The yen jumped to its highest level in 12 weeks against the dollar on Thursday
The yen firmed on Monday, reversing earlier declines, as an escalation in Middle-East tensions reignited safe-haven demand for the currency.
The market reaction exposes the fragility of investor sentiment following last week’s tech share sell-off, which helped the yen jump to its highest level in 12 weeks against the dollar on Thursday.
The dollar was down 0.17% at 153.51 yen after sliding 0.35% initially.
It had started the day by adding 0.36%, as the global equity market rebound from Friday extended into Monday in Asia, with Japan’s Nikkei stock average more than 2% higher.
The dollar slipped 151.945 on Thursday for the first time since May 3, and closed the week 2.4% lower, its worst weekly performance since late April.
The rally appeared to stall in dollar-yen following the Israel news, said Shinichiro Kadota, a currency and rates strategist at Barclays in Tokyo. Sentiment remains fragile.
U.S. equities are still the key, Kadota added. Market moves have been led by U.S. equities, and we need to see if things stabilise there.

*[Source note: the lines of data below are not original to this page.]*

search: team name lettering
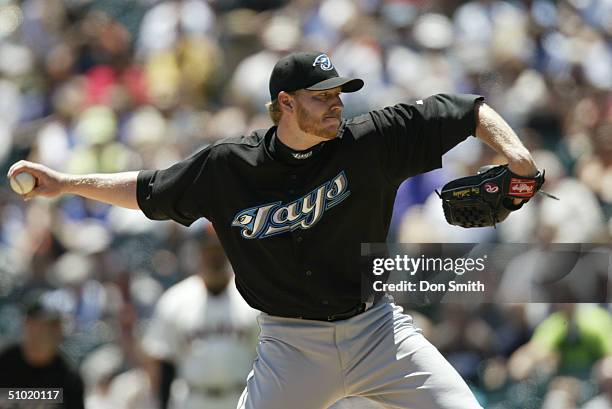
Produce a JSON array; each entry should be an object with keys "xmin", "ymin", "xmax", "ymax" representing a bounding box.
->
[{"xmin": 231, "ymin": 171, "xmax": 350, "ymax": 239}]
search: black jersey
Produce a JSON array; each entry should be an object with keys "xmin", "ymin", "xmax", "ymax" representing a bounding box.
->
[{"xmin": 137, "ymin": 93, "xmax": 483, "ymax": 318}]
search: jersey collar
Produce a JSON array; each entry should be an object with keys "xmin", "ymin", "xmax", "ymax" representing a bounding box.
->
[{"xmin": 268, "ymin": 128, "xmax": 327, "ymax": 165}]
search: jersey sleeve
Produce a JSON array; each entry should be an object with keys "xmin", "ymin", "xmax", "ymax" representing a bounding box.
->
[
  {"xmin": 137, "ymin": 146, "xmax": 213, "ymax": 226},
  {"xmin": 368, "ymin": 93, "xmax": 484, "ymax": 184}
]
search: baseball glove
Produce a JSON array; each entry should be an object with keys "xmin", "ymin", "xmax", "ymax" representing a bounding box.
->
[{"xmin": 437, "ymin": 164, "xmax": 547, "ymax": 228}]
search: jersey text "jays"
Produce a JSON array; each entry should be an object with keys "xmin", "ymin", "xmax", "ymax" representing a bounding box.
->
[{"xmin": 231, "ymin": 171, "xmax": 350, "ymax": 239}]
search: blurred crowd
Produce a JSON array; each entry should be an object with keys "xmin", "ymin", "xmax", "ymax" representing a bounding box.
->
[{"xmin": 0, "ymin": 0, "xmax": 610, "ymax": 408}]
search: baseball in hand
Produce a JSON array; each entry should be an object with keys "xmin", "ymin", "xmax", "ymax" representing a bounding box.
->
[{"xmin": 10, "ymin": 172, "xmax": 36, "ymax": 195}]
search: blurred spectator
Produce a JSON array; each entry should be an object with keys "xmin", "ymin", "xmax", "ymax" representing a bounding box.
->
[
  {"xmin": 509, "ymin": 304, "xmax": 612, "ymax": 381},
  {"xmin": 431, "ymin": 304, "xmax": 495, "ymax": 384},
  {"xmin": 582, "ymin": 357, "xmax": 612, "ymax": 409},
  {"xmin": 541, "ymin": 376, "xmax": 583, "ymax": 409},
  {"xmin": 0, "ymin": 290, "xmax": 85, "ymax": 409},
  {"xmin": 80, "ymin": 343, "xmax": 156, "ymax": 409},
  {"xmin": 141, "ymin": 227, "xmax": 259, "ymax": 409}
]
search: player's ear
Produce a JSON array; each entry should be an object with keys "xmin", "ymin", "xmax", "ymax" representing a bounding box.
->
[{"xmin": 278, "ymin": 91, "xmax": 294, "ymax": 113}]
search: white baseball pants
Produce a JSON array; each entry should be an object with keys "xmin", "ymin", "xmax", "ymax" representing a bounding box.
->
[{"xmin": 237, "ymin": 296, "xmax": 483, "ymax": 409}]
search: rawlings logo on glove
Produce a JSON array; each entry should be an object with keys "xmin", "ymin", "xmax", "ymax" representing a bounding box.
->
[{"xmin": 509, "ymin": 179, "xmax": 535, "ymax": 195}]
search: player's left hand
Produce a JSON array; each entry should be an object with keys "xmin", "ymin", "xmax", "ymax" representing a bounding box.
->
[{"xmin": 507, "ymin": 157, "xmax": 538, "ymax": 205}]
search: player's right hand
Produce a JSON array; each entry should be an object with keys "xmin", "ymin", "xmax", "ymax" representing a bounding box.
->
[{"xmin": 7, "ymin": 160, "xmax": 68, "ymax": 201}]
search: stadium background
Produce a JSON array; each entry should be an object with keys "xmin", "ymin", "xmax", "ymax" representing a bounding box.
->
[{"xmin": 0, "ymin": 0, "xmax": 610, "ymax": 408}]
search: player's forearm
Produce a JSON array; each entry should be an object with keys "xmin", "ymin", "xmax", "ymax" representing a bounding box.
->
[
  {"xmin": 475, "ymin": 102, "xmax": 537, "ymax": 176},
  {"xmin": 63, "ymin": 172, "xmax": 140, "ymax": 210}
]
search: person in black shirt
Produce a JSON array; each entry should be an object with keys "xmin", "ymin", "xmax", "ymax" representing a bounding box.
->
[
  {"xmin": 0, "ymin": 292, "xmax": 85, "ymax": 409},
  {"xmin": 8, "ymin": 51, "xmax": 538, "ymax": 409}
]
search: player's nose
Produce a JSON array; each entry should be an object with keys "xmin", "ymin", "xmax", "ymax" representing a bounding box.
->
[{"xmin": 330, "ymin": 95, "xmax": 343, "ymax": 112}]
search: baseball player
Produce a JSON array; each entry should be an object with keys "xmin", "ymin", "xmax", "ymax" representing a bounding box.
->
[
  {"xmin": 8, "ymin": 51, "xmax": 539, "ymax": 409},
  {"xmin": 142, "ymin": 228, "xmax": 260, "ymax": 409}
]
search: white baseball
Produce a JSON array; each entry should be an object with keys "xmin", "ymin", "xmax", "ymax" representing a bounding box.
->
[{"xmin": 10, "ymin": 172, "xmax": 36, "ymax": 195}]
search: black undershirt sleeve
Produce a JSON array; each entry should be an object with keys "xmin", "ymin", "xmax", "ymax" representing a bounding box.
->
[
  {"xmin": 137, "ymin": 146, "xmax": 213, "ymax": 226},
  {"xmin": 369, "ymin": 93, "xmax": 484, "ymax": 184}
]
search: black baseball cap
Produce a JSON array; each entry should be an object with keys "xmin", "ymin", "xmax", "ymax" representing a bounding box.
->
[
  {"xmin": 23, "ymin": 291, "xmax": 64, "ymax": 321},
  {"xmin": 269, "ymin": 51, "xmax": 364, "ymax": 101}
]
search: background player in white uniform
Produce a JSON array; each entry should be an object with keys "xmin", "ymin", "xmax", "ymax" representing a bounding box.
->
[{"xmin": 142, "ymin": 227, "xmax": 260, "ymax": 409}]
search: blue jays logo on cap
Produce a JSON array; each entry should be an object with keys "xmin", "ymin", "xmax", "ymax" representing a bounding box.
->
[{"xmin": 313, "ymin": 54, "xmax": 334, "ymax": 71}]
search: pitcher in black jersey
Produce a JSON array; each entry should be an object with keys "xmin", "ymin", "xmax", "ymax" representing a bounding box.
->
[{"xmin": 9, "ymin": 51, "xmax": 539, "ymax": 409}]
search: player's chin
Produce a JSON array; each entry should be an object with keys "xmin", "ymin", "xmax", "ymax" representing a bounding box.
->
[{"xmin": 318, "ymin": 119, "xmax": 341, "ymax": 139}]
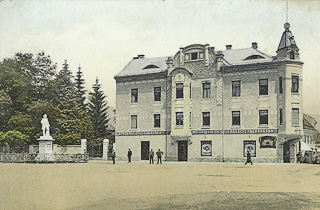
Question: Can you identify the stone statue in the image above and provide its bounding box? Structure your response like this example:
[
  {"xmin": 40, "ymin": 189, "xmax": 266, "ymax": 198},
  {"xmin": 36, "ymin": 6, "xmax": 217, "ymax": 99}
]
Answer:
[{"xmin": 41, "ymin": 114, "xmax": 50, "ymax": 137}]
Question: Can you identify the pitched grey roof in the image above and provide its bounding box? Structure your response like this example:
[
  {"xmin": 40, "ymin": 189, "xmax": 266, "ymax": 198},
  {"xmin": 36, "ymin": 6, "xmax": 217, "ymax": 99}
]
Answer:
[
  {"xmin": 221, "ymin": 48, "xmax": 273, "ymax": 66},
  {"xmin": 115, "ymin": 56, "xmax": 168, "ymax": 78},
  {"xmin": 277, "ymin": 23, "xmax": 297, "ymax": 51}
]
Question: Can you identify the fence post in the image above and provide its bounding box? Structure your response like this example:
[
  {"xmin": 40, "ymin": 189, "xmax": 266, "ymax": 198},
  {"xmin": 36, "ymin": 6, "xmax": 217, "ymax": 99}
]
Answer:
[
  {"xmin": 29, "ymin": 145, "xmax": 34, "ymax": 154},
  {"xmin": 103, "ymin": 139, "xmax": 109, "ymax": 161},
  {"xmin": 81, "ymin": 139, "xmax": 87, "ymax": 154}
]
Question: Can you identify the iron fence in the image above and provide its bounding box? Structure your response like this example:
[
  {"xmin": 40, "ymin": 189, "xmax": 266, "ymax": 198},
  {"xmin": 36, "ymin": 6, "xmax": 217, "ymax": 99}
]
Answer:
[{"xmin": 0, "ymin": 153, "xmax": 89, "ymax": 163}]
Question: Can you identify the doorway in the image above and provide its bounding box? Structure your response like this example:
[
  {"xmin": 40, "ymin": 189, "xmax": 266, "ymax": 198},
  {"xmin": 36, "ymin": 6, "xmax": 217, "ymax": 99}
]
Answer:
[
  {"xmin": 178, "ymin": 141, "xmax": 188, "ymax": 161},
  {"xmin": 283, "ymin": 142, "xmax": 290, "ymax": 163},
  {"xmin": 141, "ymin": 141, "xmax": 150, "ymax": 160}
]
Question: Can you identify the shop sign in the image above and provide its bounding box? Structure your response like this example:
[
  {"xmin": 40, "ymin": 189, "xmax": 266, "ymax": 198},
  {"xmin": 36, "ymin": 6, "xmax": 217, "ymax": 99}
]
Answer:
[
  {"xmin": 201, "ymin": 141, "xmax": 212, "ymax": 156},
  {"xmin": 259, "ymin": 136, "xmax": 276, "ymax": 148},
  {"xmin": 244, "ymin": 140, "xmax": 256, "ymax": 157}
]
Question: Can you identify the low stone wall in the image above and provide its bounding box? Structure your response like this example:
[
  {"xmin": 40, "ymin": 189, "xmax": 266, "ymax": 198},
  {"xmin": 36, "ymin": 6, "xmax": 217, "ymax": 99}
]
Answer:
[{"xmin": 29, "ymin": 144, "xmax": 83, "ymax": 155}]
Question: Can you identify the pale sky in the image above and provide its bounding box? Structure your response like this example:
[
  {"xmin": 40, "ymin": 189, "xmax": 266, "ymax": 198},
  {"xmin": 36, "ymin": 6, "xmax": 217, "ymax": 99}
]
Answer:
[{"xmin": 1, "ymin": 0, "xmax": 320, "ymax": 118}]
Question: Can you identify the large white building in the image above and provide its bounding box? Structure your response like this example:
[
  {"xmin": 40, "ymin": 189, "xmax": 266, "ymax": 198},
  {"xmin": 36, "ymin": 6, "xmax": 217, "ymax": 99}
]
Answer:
[{"xmin": 114, "ymin": 23, "xmax": 304, "ymax": 163}]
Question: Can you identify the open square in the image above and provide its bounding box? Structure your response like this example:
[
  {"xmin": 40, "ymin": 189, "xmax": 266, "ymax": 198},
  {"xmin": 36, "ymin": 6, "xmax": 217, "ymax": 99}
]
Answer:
[{"xmin": 1, "ymin": 161, "xmax": 320, "ymax": 210}]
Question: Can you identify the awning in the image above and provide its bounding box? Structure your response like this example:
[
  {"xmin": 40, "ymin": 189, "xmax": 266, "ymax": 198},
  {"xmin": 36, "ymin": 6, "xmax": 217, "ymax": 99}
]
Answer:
[{"xmin": 301, "ymin": 141, "xmax": 312, "ymax": 151}]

Currency traders also need to contend with policy decisions from both the BoJ and Federal Reserve on Wednesday, followed by the BoE a day later.
Speculation has grown that the Bank of Japan will hike interest rates on Wednesday at the same time as significantly lowering its monthly bond purchases. It had promised to outline its quantitative tightening (QT) plans at this meeting during its previous gathering last month.
If the BoJ holds off on raising rates, it will need to announce a more aggressive QT programme than expected to avoid a ‘sell-the-rumour, buy-the-fact’ reaction in USD/JPY, said Tony Sycamore, a market analyst at IG.